Checking The Connection

pi@raspberrypi:~ $ ifconfig ppp0 ppp0: flags=4305<UP,POINTOPOINT,RUNNING,NOARP,MULTICAST> mtu 1500 inet 100.64.140.89 netmask 255.255.255.255 destination 10.64.64.64 ppp txqueuelen 3 (Point-to-Point Protocol) RX packets 18 bytes 1392 (1.3 KiB) RX errors 0 dropped 0 overruns 0 frame 0 TX packets 20 bytes 1395 (1.3 KiB) TX errors 0 dropped 0 overruns 0 carrier 0 collisions 0

Check if your connection is working by sending a ping to any address.

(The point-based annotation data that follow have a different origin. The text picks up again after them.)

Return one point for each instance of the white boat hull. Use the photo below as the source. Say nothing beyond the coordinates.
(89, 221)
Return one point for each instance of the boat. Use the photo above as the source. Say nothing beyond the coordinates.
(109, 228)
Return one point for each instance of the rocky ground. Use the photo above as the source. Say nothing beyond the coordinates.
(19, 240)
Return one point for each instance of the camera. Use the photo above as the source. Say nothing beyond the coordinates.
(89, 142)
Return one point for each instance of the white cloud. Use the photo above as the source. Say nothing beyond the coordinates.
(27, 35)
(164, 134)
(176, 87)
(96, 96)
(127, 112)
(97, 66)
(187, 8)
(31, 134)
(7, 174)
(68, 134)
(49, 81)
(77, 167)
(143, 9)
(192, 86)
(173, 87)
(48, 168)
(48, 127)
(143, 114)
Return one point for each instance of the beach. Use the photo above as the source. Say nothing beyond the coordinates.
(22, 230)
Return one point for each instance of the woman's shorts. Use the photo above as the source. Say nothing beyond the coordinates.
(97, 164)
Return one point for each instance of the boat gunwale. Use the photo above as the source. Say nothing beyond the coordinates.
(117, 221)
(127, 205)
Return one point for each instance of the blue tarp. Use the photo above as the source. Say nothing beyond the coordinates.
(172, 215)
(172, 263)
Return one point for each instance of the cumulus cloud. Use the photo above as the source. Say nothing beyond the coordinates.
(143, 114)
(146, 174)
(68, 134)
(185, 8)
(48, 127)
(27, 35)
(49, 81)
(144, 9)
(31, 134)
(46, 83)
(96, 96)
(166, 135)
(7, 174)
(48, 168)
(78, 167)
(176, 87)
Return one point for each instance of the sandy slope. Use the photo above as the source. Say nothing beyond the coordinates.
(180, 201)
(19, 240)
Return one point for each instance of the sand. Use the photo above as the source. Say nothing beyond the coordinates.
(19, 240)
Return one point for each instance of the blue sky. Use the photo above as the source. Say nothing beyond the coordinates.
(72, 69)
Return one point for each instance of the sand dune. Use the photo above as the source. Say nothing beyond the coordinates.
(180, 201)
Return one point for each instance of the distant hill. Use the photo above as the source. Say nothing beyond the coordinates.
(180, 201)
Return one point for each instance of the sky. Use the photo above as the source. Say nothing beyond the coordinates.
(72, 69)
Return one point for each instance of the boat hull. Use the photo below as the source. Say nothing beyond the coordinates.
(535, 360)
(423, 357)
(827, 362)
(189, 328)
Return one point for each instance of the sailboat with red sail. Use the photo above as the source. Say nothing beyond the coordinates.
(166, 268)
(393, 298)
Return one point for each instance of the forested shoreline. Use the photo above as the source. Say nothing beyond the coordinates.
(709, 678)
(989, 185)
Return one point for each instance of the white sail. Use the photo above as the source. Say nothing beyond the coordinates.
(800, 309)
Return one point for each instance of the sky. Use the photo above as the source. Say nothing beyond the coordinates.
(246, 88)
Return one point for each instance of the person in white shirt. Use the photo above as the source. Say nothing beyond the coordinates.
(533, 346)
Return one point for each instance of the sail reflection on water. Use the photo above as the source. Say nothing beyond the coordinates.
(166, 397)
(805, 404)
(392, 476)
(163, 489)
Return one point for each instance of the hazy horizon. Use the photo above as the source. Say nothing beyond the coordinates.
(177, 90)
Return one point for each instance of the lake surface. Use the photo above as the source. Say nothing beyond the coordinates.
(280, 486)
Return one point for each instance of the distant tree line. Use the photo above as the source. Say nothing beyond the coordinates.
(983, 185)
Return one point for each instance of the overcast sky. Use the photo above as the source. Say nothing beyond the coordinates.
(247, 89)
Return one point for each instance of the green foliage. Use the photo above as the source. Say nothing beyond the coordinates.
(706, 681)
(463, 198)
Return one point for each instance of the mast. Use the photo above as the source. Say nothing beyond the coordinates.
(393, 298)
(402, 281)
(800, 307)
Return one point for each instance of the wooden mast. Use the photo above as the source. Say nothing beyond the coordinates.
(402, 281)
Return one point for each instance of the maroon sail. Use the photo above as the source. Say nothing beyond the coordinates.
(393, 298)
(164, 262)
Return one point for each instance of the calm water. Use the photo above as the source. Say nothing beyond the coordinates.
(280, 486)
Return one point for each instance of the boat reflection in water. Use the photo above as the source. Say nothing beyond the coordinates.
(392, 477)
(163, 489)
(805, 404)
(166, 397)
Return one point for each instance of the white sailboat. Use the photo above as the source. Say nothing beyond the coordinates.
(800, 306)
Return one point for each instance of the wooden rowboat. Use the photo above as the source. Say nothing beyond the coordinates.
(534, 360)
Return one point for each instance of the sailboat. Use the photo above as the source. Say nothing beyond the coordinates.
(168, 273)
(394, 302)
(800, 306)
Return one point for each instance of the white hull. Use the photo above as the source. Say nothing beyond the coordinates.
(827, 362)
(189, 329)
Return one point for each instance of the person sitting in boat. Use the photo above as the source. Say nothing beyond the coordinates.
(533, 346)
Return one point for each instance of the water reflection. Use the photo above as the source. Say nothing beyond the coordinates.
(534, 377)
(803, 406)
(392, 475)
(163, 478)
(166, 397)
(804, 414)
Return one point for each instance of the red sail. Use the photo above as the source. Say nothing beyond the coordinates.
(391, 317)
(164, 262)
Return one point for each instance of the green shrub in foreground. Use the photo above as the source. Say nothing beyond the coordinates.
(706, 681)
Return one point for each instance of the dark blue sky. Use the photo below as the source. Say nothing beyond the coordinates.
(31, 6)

pi@raspberrypi:~ $ ping -I ppp0 -c 5 sixfab.com PING sixfab.com (104.26.9.221) from 100.64.29.57 ppp0: 56(84) bytes of data. 64 bytes from 104.26.9.221 (104.26.9.221): icmp_seq=1 ttl=53 time=316 ms 64 bytes from 104.26.9.221 (104.26.9.221): icmp_seq=2 ttl=53 time=318 ms 64 bytes from 104.26.9.221 (104.26.9.221): icmp_seq=3 ttl=53 time=314 ms 64 bytes from 104.26.9.221 (104.26.9.221): icmp_seq=4 ttl=53 time=333 ms 64 bytes from 104.26.9.221 (104.26.9.221): icmp_seq=5 ttl=53 time=334 ms --- sixfab.com ping statistics --- 5 packets transmitted, 5 received, 0% packet loss, time 7ms rtt min/avg/max/mdev = 314.010/323.157/333.655/8.553 ms

APN or device port

You can change APN and PORT from /etc/ppp/peers/provider.

To understand PPP further you can check PPP documentation.